Im nächsten Schritt beginnt das Ganze wieder von vorne, allerdings kommt jetzt in den Brennkessel keine Maische mehr, sondern der vorhin beschriebene Rauhbrand – die „Britschn“, die nun nochmals „gebrannt“ – also destilliert wird. Deshalb spricht man auch ab und zu vom „Doppelt Gebrannten“ bzw. vom „Feinbrand“. Was nun nach dem Destillieren rauskommt, ist schon fast fertiger Schnaps, aber halt nur fast: Der erste Teil ist mit rund 75 Vollumsprozent Alkohol sehr stark, man spricht vom Vorlauf (bei 100 l Apfel-Pritschn ca. 1 l, bei Vogelbeeren ca. 0,4 l). Dieser wird nicht zum Trinken verwendet, er schmeckt „spritig“ und dient in erster Linie zum Ansetzen von Medizin für Mensch und Tier – etwa zur Wundversorgung und zum Einreiben. Danach kommt der hochwertige Mittelteil – das Kernstück, das man bis zu ca. 35 % herunterbrennt. Der Nachlauf, der danach noch kommen würde, ist wiederum minderwertig und wird für den Schnaps nicht verwendet. Der so gewonnenen Schnaps – also das Kernstück – hat dann im Durchschnitt ca. 50 Vol.-% Alkohol und wird schließlich – je nach Belieben des Schnapsbauern – mit destilliertem Wasser (der Hans verwendet dazu lieber frisches Quellwasser) auf ca. 40 Vol.-% eingestellt. Wichtig dabei ist, dass der Schnaps und das Wasser beim Mischen exakt die selbe Temperatur haben. 1 – 2 Grand Unterschied reichen schon aus, und der Schnaps wird trüb.

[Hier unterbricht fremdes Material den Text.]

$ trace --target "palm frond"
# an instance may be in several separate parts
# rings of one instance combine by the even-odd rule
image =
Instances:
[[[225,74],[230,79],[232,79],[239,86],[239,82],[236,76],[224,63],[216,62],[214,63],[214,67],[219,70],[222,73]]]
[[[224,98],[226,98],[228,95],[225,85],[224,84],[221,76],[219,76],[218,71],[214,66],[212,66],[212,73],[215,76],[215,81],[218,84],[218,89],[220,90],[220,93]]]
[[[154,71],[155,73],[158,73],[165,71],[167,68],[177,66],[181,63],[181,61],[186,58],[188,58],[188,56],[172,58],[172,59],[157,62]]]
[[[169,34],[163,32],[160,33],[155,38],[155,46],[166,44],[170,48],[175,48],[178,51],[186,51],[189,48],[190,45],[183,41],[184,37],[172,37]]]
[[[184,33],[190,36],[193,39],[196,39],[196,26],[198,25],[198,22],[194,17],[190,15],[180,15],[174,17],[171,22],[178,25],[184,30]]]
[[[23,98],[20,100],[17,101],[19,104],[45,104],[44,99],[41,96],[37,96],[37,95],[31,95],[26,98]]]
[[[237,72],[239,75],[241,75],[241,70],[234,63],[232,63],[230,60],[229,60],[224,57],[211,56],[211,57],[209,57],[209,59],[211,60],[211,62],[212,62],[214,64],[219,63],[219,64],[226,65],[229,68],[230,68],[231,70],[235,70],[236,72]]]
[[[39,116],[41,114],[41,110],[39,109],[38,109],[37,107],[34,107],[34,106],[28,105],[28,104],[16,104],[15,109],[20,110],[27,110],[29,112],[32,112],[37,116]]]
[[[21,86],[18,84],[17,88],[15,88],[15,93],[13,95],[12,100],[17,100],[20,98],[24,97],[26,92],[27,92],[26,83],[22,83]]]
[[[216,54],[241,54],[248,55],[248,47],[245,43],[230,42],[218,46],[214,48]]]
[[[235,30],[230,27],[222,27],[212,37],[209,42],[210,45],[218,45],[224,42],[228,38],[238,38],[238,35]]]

Hier noch einige Infos zur Ergiebigkeit: Aus 200 l Maische gewinnt man ca. folgende Mengen an Schnaps:
Apfel/Birne: 200 l Maische = ca. 4 Liter reiner Alkohol, entspricht 10 Liter Schnaps mit 40 Vol.%
Vogelbeere: 200 l Maische = ca. 2 Liter reiner Alkohol, entspricht ca. 5 Liter Schnaps mit 40 Vol.%
Natürlich gibt´s noch viele Feinheiten und Tricks zu beachten, aber das sind die Geheimnisse und Erfahrungen unserer Schnapsbauern im Tal der Almen. Nun soll der Schnaps einmal langern. – Je länger, um so besser, wenn möglich mindestens 2 Jahre. Übrigens: Schnapsflaschen nicht liegend lagern – wie etwa bei Wein – sondern stehend. Und sollten Sie einmal ein besonders gutes Flascherl bekommen, verstecken Sie es gut. Ein Vogelbeer, den man erst nach 10 Jahren wieder findet, ist nicht zu toppen. Na dann prost!